February 03, 2003
Chico, CA - The Brickworks
Pictures from Tony Collins
Review from Synthesis.net
I had low hopes for the night from the minute I entered the club. Manic polka music was tearing out of the house speakers, and it was beginning to give me a headache when I asked a friend what exactly the deal was. “Oh, I overheard the booking agent say that The Melvins insisted this be played before the show,” he said. Inauspicious, to say the least. But expectations have a way of biting me in the ass, and this night was no exception. The opening act wasted no time in storming the stage and dutifully churning out Cro-Magnon stoner rock punctuated by odd time changes and snaking, sinewy bass lines. The singer / guitarist looked oddly familiar, and by the time the group had transformed into the headlining act (which I’ll get to later), I realized that it was none other than Dale Crover, The Melvins’ drummer. Their music made an appropriate precursor to what was yet to come.

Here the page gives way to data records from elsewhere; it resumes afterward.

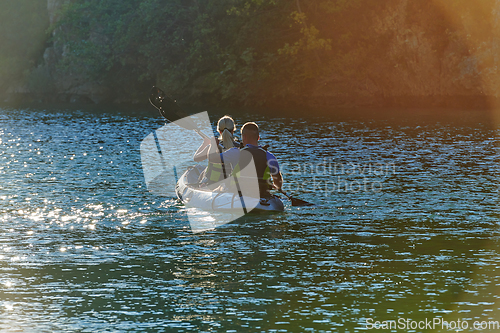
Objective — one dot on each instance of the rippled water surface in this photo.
(406, 226)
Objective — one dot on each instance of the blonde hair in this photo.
(225, 126)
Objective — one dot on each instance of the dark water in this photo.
(406, 227)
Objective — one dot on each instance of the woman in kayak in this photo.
(214, 171)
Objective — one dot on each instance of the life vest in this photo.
(214, 172)
(259, 156)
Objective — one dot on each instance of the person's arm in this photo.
(201, 153)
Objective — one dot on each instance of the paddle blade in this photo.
(299, 202)
(169, 109)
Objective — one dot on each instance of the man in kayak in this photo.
(214, 173)
(266, 165)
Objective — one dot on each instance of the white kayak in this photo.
(191, 194)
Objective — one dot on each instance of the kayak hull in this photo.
(191, 194)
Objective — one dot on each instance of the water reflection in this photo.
(83, 244)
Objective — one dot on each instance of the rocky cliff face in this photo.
(428, 55)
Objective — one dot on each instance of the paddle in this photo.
(295, 201)
(169, 110)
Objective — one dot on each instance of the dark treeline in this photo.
(243, 52)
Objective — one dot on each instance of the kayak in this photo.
(188, 190)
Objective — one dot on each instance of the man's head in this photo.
(250, 133)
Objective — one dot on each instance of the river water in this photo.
(405, 228)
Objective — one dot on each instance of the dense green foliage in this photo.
(226, 50)
(23, 25)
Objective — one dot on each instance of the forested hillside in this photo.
(257, 52)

After a half an hour of playing, the group went into an extended jam that seemed like it would never end. And it didn’t…all the members of The Melvins gradually infiltrated the stage, taking control. The fact that a guitarist became the drummer without my ever noticing is a testament to how seamless the transition was. The meager crowd howled in anticipation as lead singer King Buzzo took the stage. Buzzo was an engaging figure; two parts Ozzy Osbourne and one part Don King. The Melvins’ commercial success has been modest, and mostly related to being Kurt Cobain’s favorite band, which has left them with a diehard fanbase of freaks and stoners, both of whom came out of the woodwork for a dose of riff-heavy sludge rock.

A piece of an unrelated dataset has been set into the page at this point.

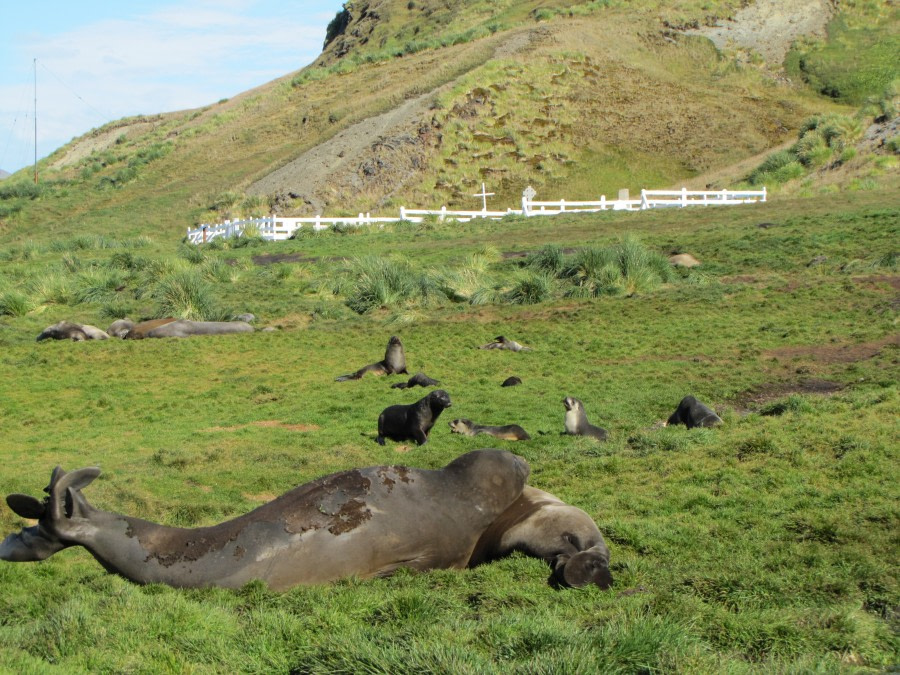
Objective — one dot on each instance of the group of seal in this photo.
(362, 522)
(153, 328)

Upon their arrival, I immediately noticed that they were all wearing tattered sackcloth dresses. With the exception of Buzzo, they all appeared listless, but still managed to put forth a powerful set. Consisting of patchwork drone, feedback and monstrous rhythms, their songs had a way of blending together while retaining distinctly different tones. A cool thing about their marathon performance was whenever you thought that they had settled comfortably into a groove, they would abruptly mix it up and proceed to rock the crowd with a sinister 15-second thrasher. By the same token, however, they were adept at picking up an unassuming riff and expanding on it until it became its own entity, only to incorporate it into the next piece. A second guitarist (who goes by the name of Adam Jones, better known from his day job as the guitar player in Tool) provided ample distortion, stopping occasionally to coax ominous noise from a keyboard. The only way their set could be described is like trying to sing along to a Flipper record while sinking in quicksand.
Just as the drummer started banging a gong and they began to wind down, everyone waited for them to do what they did last time: stand around for five minutes before one final jam. Then the house lights came on and Michael Jackson’s peppy “Don’t Stop ‘Till You Get Enough” jolted the audience out of its collective trance. The Melvins had gotten us, and I couldn’t help but laugh.